Income: 3,000 euros gross / month
New price car: 30,000 euros
0.01% of the new price
30,000 x 0.01% = 300 euros
Distance work / place of residence: 50 kilometers
New price x kilometers x 0.0003
30,000 x 50 x 0.0003 = 450 euros
This results in a monetary benefit for the company car in the amount of 750 euros. This amount increases the income arithmetically by 750 euros. Instead of the previous 3,000 euros, he pays taxes of 3,750 euros on the company car.
Monetary benefit calculator checks profitability
The monetary benefit depends on the distance between home and workplace as well as the purchase price for the company car. The more both factors increase, the less there is a monetary benefit for the employee. It is therefore essential to compare income and expense with the cost of owning a vehicle. The result provides companies and employees with a meaningful decision-making aid for the accounting mode.
The distribution of company cars according to car brands among the specialists and executives is particularly interesting. The statistics clearly show the investment area in which companies are moving when it comes to company vehicles.
Because especially for employees who prefer to use the company car for business purposes and only undertake a few private trips, the logbook is usually worthwhile from a tax point of view.
When is a pecuniary benefit tax-free?
A pecuniary benefit is always tax-free if the contribution in kind primarily serves the interests of the company.

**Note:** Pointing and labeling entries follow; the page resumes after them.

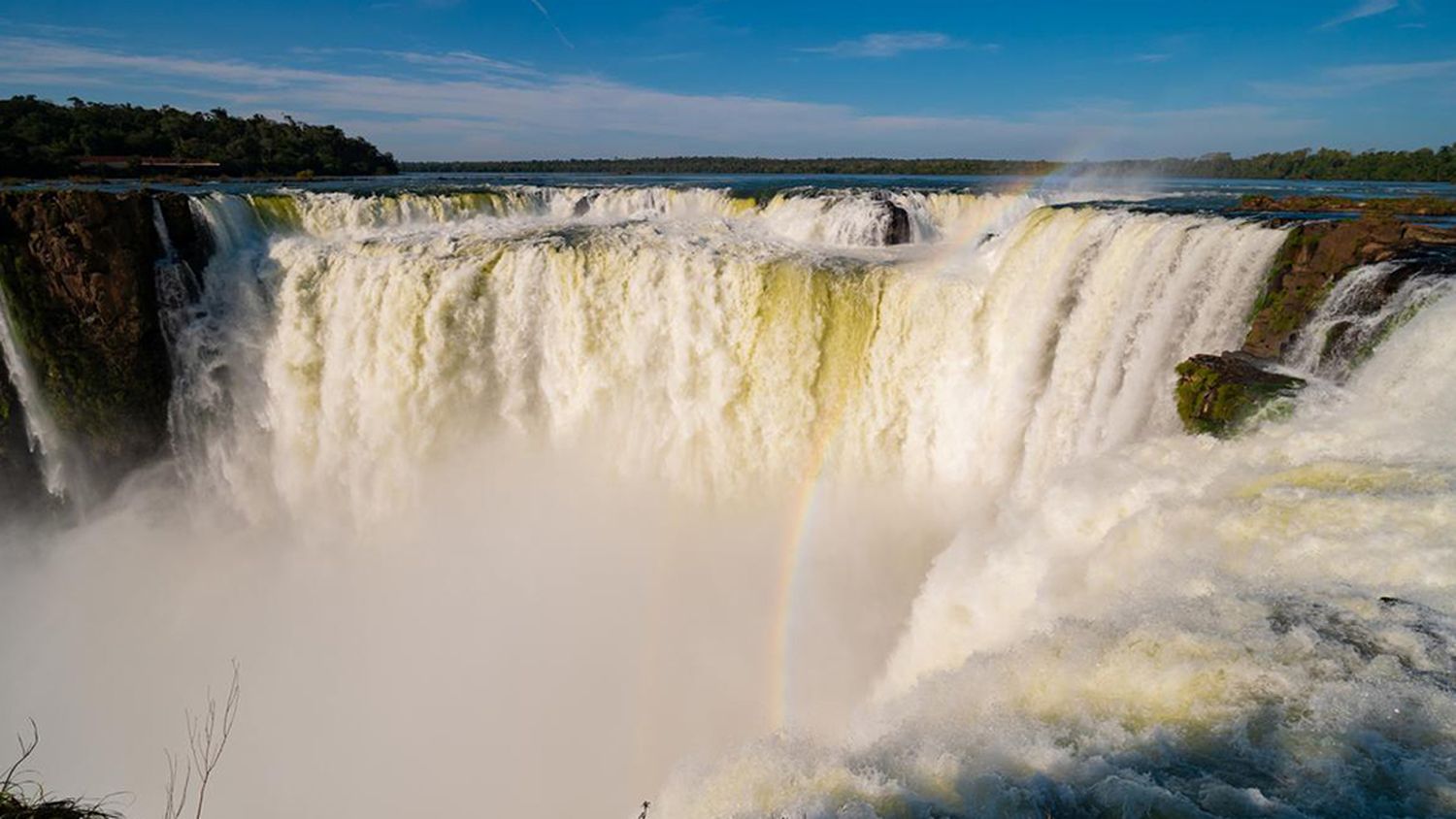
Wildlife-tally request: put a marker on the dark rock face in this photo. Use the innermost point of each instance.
(1312, 259)
(191, 241)
(896, 223)
(897, 227)
(1217, 395)
(78, 271)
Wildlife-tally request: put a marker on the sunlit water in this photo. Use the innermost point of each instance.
(550, 499)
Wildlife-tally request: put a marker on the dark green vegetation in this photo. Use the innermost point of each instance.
(1424, 165)
(1219, 395)
(78, 276)
(43, 140)
(1408, 207)
(22, 798)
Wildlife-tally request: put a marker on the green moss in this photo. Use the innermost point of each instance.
(1220, 396)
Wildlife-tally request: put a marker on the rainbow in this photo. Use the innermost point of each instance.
(803, 513)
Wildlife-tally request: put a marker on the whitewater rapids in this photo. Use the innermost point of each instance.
(538, 493)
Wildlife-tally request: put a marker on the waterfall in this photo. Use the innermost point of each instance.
(547, 489)
(1362, 309)
(725, 357)
(49, 443)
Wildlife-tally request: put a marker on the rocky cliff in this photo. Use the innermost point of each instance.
(78, 277)
(1217, 395)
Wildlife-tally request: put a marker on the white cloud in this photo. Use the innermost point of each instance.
(552, 22)
(1363, 9)
(1351, 79)
(408, 105)
(888, 44)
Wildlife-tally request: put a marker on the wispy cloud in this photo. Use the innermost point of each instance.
(891, 44)
(1342, 81)
(549, 19)
(47, 29)
(421, 113)
(446, 63)
(1363, 9)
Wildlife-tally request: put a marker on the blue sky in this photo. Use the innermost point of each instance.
(513, 79)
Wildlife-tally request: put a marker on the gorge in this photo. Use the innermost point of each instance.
(870, 501)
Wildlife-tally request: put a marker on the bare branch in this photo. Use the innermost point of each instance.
(207, 737)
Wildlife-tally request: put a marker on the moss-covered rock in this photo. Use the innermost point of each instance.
(78, 273)
(1219, 395)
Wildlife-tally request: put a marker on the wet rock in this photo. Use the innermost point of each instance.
(20, 487)
(1219, 395)
(191, 241)
(78, 270)
(1312, 261)
(897, 224)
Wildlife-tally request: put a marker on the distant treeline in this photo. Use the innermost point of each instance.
(41, 140)
(1424, 165)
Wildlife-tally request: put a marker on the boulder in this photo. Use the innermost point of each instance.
(1219, 395)
(1313, 258)
(78, 273)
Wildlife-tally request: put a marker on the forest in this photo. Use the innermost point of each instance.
(43, 140)
(1423, 165)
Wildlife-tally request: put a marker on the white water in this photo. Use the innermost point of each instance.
(718, 357)
(49, 443)
(1356, 314)
(491, 498)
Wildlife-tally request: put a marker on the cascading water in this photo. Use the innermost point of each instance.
(1366, 306)
(49, 442)
(574, 481)
(716, 354)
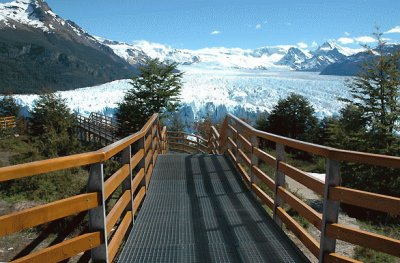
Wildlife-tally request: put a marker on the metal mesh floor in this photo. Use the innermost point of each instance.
(198, 210)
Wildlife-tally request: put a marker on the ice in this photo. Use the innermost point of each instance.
(213, 93)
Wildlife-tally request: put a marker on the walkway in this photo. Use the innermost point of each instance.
(198, 210)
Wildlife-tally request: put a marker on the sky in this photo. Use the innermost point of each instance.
(195, 24)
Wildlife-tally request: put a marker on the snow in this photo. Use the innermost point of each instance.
(215, 57)
(318, 176)
(216, 92)
(20, 11)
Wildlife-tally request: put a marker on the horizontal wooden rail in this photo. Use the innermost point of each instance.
(263, 196)
(336, 258)
(267, 158)
(64, 250)
(364, 199)
(241, 143)
(137, 158)
(41, 214)
(115, 180)
(244, 142)
(264, 178)
(363, 238)
(138, 199)
(50, 165)
(299, 231)
(302, 208)
(46, 213)
(137, 179)
(302, 177)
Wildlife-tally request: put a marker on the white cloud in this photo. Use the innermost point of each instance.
(302, 45)
(314, 44)
(365, 39)
(395, 29)
(345, 40)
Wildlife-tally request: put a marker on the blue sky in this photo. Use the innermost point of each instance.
(233, 23)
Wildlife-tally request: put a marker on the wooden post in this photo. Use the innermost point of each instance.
(237, 143)
(97, 216)
(279, 181)
(223, 136)
(330, 212)
(127, 183)
(254, 158)
(142, 164)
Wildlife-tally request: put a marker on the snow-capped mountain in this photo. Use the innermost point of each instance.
(218, 57)
(327, 54)
(295, 57)
(273, 57)
(351, 65)
(39, 49)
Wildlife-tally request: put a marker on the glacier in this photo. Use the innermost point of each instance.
(213, 93)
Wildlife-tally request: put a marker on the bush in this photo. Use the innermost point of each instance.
(52, 126)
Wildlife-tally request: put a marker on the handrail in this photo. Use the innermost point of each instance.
(240, 142)
(138, 154)
(7, 122)
(324, 151)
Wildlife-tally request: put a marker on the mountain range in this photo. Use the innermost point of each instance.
(270, 57)
(40, 50)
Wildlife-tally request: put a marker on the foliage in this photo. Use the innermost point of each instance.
(52, 126)
(370, 122)
(375, 90)
(9, 107)
(292, 117)
(203, 127)
(370, 256)
(176, 123)
(154, 90)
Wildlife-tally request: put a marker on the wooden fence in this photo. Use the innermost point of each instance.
(97, 128)
(7, 122)
(138, 154)
(241, 142)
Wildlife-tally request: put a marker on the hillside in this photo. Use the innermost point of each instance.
(39, 50)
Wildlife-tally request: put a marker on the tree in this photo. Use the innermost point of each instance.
(203, 127)
(376, 91)
(9, 107)
(292, 117)
(155, 90)
(370, 121)
(52, 125)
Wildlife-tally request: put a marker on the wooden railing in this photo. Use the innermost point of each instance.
(137, 156)
(241, 142)
(185, 142)
(97, 128)
(7, 122)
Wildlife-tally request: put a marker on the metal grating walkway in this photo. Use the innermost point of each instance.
(198, 210)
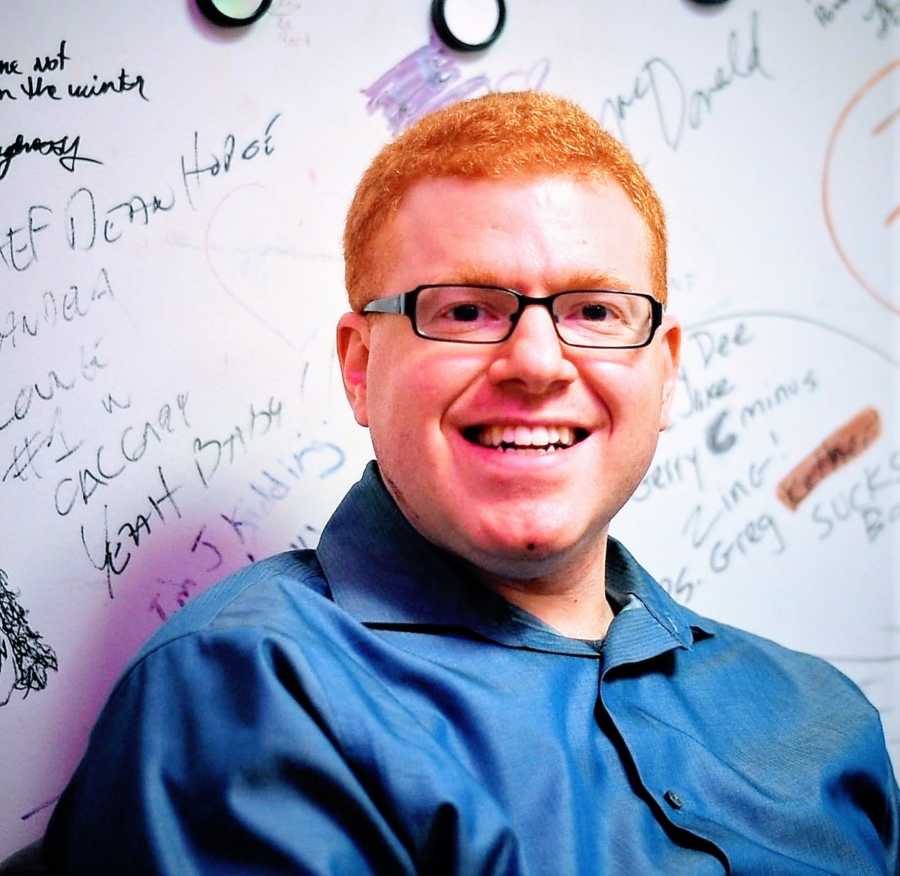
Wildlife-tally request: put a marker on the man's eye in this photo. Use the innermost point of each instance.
(465, 312)
(595, 312)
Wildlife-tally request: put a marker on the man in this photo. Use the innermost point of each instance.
(469, 676)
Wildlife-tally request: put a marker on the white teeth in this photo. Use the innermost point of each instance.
(545, 439)
(523, 436)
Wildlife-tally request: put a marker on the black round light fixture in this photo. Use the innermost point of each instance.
(468, 25)
(233, 13)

In the case of the assumption of costs for the truck driver's license, the company's own interest outweighs the same as in professional training, which is becoming more and more important from the perspective of personnel marketing.

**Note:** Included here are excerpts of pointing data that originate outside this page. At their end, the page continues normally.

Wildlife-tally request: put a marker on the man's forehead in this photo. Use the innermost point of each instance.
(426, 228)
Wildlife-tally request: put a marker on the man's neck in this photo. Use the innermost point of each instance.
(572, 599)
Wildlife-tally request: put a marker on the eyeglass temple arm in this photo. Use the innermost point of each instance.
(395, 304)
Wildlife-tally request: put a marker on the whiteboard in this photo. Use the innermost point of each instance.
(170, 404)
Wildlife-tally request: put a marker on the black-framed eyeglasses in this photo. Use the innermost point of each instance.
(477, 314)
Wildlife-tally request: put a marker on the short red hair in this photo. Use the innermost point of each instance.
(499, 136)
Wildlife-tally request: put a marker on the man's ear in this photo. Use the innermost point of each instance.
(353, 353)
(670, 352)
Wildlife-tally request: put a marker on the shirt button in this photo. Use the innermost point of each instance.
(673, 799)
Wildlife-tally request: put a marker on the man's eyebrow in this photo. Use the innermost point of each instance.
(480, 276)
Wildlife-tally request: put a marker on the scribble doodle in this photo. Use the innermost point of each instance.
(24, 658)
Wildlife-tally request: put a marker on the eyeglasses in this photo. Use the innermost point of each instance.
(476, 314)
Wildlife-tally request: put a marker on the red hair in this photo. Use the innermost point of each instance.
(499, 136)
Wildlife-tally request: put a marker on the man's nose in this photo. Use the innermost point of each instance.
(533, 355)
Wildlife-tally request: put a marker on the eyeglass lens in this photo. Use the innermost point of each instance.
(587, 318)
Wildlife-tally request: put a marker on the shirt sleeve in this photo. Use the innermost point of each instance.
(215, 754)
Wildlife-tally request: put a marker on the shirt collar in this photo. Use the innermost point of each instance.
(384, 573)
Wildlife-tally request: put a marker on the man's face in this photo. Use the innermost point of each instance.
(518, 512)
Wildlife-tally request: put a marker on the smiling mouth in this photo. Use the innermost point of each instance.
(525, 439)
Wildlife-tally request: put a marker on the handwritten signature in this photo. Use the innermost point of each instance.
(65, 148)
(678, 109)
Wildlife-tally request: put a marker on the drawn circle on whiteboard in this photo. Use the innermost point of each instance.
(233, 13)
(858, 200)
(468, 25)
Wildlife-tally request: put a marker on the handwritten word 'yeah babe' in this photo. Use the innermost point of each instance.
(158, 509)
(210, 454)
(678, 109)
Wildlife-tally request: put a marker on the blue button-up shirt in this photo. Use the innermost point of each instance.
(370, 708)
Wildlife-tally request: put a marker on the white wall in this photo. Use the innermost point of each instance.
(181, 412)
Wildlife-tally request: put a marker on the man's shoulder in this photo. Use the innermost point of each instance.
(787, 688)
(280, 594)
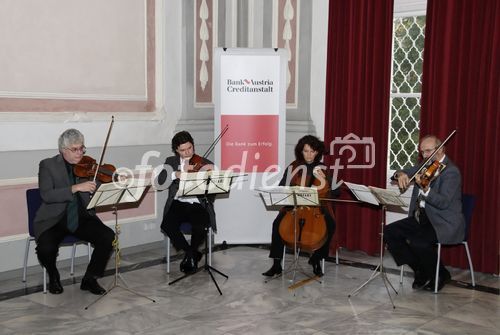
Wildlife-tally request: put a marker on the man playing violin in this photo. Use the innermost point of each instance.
(195, 210)
(435, 214)
(303, 172)
(63, 212)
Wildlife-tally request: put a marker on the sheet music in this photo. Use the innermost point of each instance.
(362, 193)
(375, 195)
(388, 197)
(284, 195)
(113, 193)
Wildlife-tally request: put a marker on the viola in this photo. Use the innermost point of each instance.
(423, 166)
(305, 226)
(197, 162)
(88, 168)
(430, 173)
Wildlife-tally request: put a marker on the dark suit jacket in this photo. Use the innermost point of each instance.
(55, 190)
(443, 205)
(172, 163)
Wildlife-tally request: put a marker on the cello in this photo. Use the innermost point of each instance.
(304, 227)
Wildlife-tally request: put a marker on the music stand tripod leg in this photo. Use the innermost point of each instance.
(205, 267)
(379, 270)
(117, 275)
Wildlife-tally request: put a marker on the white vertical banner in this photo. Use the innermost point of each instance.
(250, 99)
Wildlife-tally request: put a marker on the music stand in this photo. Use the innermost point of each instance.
(382, 198)
(292, 196)
(114, 194)
(204, 183)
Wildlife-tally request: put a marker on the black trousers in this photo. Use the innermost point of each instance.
(179, 213)
(413, 243)
(90, 229)
(277, 243)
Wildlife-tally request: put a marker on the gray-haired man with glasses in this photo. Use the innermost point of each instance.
(63, 212)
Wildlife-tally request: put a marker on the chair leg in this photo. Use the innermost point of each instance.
(44, 281)
(436, 280)
(26, 252)
(471, 268)
(89, 251)
(283, 258)
(209, 232)
(167, 251)
(73, 252)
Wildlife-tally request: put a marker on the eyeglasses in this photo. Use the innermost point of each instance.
(427, 151)
(81, 149)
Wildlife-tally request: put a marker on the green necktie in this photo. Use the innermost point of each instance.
(72, 210)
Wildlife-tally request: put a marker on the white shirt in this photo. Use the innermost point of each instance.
(191, 199)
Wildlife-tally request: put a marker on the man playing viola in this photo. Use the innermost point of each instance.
(64, 211)
(435, 214)
(195, 210)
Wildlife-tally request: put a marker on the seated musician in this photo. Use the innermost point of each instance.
(197, 210)
(63, 211)
(435, 215)
(303, 171)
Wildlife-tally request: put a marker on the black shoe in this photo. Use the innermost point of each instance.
(188, 265)
(274, 270)
(198, 257)
(444, 278)
(420, 280)
(316, 264)
(91, 284)
(55, 286)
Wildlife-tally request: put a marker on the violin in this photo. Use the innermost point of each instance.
(430, 173)
(198, 161)
(88, 168)
(423, 167)
(305, 226)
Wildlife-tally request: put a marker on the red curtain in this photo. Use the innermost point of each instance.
(461, 90)
(357, 102)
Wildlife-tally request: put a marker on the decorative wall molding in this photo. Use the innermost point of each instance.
(84, 95)
(205, 34)
(287, 18)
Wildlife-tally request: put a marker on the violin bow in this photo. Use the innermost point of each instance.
(104, 148)
(214, 143)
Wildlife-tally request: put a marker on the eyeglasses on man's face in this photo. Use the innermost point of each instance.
(82, 149)
(427, 151)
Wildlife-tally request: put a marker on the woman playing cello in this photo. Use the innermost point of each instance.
(307, 171)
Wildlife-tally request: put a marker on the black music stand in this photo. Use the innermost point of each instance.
(204, 183)
(114, 194)
(292, 196)
(382, 198)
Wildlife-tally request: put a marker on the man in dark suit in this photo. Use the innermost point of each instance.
(197, 210)
(63, 211)
(435, 214)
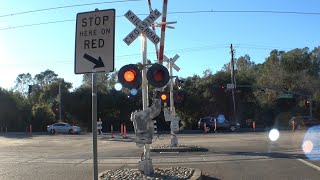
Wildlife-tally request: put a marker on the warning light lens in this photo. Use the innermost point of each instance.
(163, 97)
(158, 76)
(129, 75)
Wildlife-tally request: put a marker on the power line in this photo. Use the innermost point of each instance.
(145, 14)
(247, 11)
(64, 7)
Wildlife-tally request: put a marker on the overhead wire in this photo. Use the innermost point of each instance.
(177, 12)
(64, 7)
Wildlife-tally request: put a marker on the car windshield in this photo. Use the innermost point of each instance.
(159, 89)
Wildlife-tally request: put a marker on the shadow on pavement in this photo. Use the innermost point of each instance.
(119, 139)
(268, 154)
(206, 177)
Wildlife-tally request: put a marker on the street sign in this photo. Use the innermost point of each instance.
(285, 96)
(94, 46)
(230, 86)
(172, 61)
(142, 27)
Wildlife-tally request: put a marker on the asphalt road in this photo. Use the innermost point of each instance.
(230, 155)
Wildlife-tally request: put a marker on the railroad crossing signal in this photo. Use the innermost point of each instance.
(158, 76)
(142, 27)
(130, 77)
(172, 61)
(230, 86)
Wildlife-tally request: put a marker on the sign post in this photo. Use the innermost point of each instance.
(170, 65)
(142, 27)
(94, 52)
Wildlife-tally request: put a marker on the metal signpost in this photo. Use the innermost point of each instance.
(173, 125)
(94, 52)
(142, 27)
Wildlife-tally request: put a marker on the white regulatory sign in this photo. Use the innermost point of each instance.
(230, 86)
(142, 27)
(95, 36)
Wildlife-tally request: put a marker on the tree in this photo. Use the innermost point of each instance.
(44, 78)
(22, 83)
(105, 81)
(42, 116)
(15, 112)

A common practice in many companies is the issue of meal vouchers or heavily discounted lunches in their own canteen. In tax law, so-called benefits in kind were set. For example, these values define a maximum value of 3.23 euros for lunch or dinner (as of 2018). If you issue food vouchers or food vouchers to your employees, their value may be a maximum of EUR 3.10 higher than the tax-stipulated amount of EUR 3.23.
Although this is a monetary benefit, the 3.10 euros are tax-free for the employee. The difference of 3.23 euros is subject to normal tax liability. However, employers can choose a flat rate taxation of the non-cash benefits of 25 percent.

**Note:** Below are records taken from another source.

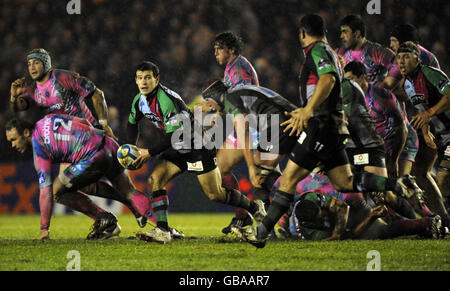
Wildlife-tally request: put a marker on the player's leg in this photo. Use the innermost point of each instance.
(426, 158)
(281, 202)
(104, 189)
(162, 173)
(212, 186)
(269, 171)
(136, 199)
(227, 159)
(427, 227)
(65, 191)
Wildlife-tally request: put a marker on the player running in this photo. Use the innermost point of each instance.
(399, 136)
(58, 91)
(61, 138)
(171, 116)
(65, 92)
(377, 59)
(238, 71)
(428, 90)
(321, 129)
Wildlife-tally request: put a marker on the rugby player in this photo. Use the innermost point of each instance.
(61, 91)
(170, 115)
(321, 129)
(238, 71)
(428, 89)
(377, 59)
(61, 138)
(318, 216)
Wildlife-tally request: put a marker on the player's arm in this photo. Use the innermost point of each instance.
(300, 116)
(400, 134)
(43, 166)
(243, 135)
(18, 100)
(101, 108)
(339, 209)
(441, 83)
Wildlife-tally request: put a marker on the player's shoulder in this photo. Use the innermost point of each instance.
(372, 45)
(169, 92)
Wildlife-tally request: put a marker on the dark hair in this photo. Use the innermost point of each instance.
(355, 23)
(230, 40)
(313, 24)
(405, 32)
(306, 210)
(19, 124)
(356, 68)
(148, 66)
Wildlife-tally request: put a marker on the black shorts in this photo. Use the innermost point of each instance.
(361, 157)
(197, 162)
(319, 143)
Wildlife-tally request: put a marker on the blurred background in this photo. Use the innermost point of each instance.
(108, 39)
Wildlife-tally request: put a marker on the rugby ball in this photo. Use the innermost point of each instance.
(126, 155)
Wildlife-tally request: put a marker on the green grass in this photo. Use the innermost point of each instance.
(206, 249)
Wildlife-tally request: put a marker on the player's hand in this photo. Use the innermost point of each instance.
(143, 158)
(18, 87)
(45, 234)
(298, 121)
(378, 211)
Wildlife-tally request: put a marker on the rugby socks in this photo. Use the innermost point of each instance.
(230, 182)
(160, 205)
(280, 205)
(46, 208)
(82, 203)
(143, 205)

If you as a company provide fruit, mineral water, fruit juices and coffee free of charge, this is not a monetary benefit.
A particularly important tax-free pecuniary benefit is that the company pays for childcare. If the company accepts an unlimited grant in addition to the salary, it is a tax and social security-free pecuniary benefit.
A monetary benefit is more than just a benefit in kind
The monetary benefits that many companies offer their employees cause little effort in the accounting process. These processes are automated, primarily due to the constant digitization of companies. This means that remuneration in kind represents a clear win-win situation for companies and employees. Both benefit from these additional components of the wage. For the company in particular, remuneration in kind for employees is an important argument in employer branding.
We draw your attention to the fact that our website is for non-binding information purposes only and does not represent legal advice in the true sense of the word. The content of this offer cannot and should not replace individual and binding legal advice that addresses your specific situation. In this respect, all information provided is without guarantee of correctness and completeness.
The contents of our website - especially the legal articles - are researched with the greatest care. Nevertheless, the provider cannot accept any liability for the correctness, completeness and topicality of the information provided. In particular, the information is of a general nature and does not constitute legal advice in individual cases. Please consult a lawyer to resolve specific legal cases.